How do we go about healing ourselves after such trauma? How can a deeply divided country come together again? More especially, how can we allow the perpetrators of this trauma and violence—these crimes—against their own people and others, leave office without suffering any consequences or being brought to justice? These are questions of tragic proportion and their effects will not diminish or disappear merely because we have a new president and there has been a sizable power shift in Congress. The political consequences of the past eight years are, of course, enormous, but the less obvious psychological effects are and will be more subtle and therefore all the more difficult to confront. But confront them we must if we are to heal as a people.


Melanie Wallace, whose mesmerizing post-Civil War novel, Blue Horse Dreaming, was published in 2003, during some of the worst conflicts in Iraq, has written that “postwar periods reveal the ravages of what came before in extraordinary ways, for in them the changes wrought by the experience of war—individual, collective—become apparent.”
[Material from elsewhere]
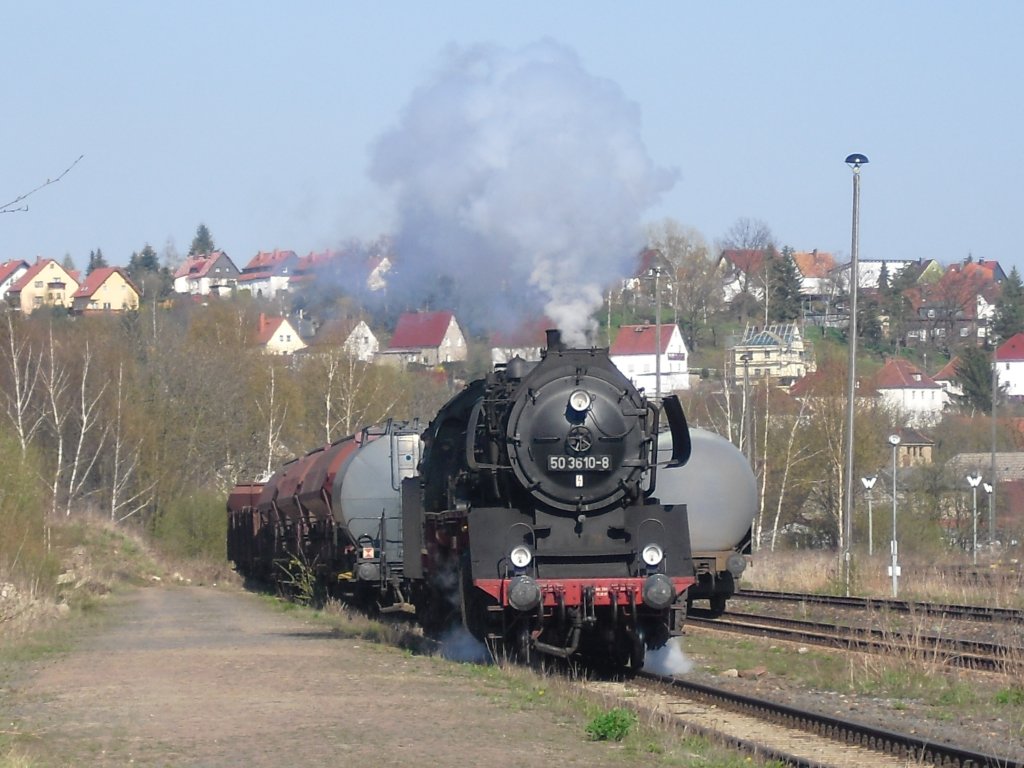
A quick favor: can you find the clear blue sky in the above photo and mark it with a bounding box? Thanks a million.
[0,0,1024,269]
Wallace contends that “The Civil War’s most violent aftermath was played out on the western American frontier; it was the ultimate reach of nation-building, which was overseen and directed by a government whose military, whose officers had, by and large, fought in the Civil War on the side of the victors.” She says that she was drawn to this particular period “because of its haunting complexity—it was a time of violent, imperial confrontation—and because the parallels with today are subtly transparent.”


When I speak of war here or allude to it in describing the Bush years, I do not only mean the actual wars we have fought and are continuing to fight in the Middle East, I refer also to the state of war we have lived under during the entire administration of George W. Bush. For Bush and his advisers have not only taken us to war, they have governed under an atmosphere of war, which they themselves have created, a war against both perceived enemies and the American people themselves. This has been an adversarial presidency, perhaps the most contentious one in our history, and we, the American people, have been both the target and the victims of an often take-no-prisoner approach to governing.


“All wars,” Melanie Wallace writes, “leave in their wake a form of devastation that is immeasurable, for those who fight them—victors and vanquished, both—and those caught up in them are always diminished, in some way, by the experience.” I can only hope that the healing begun by the election of Barack Obama will continue, for we Americans are deeply in need of it.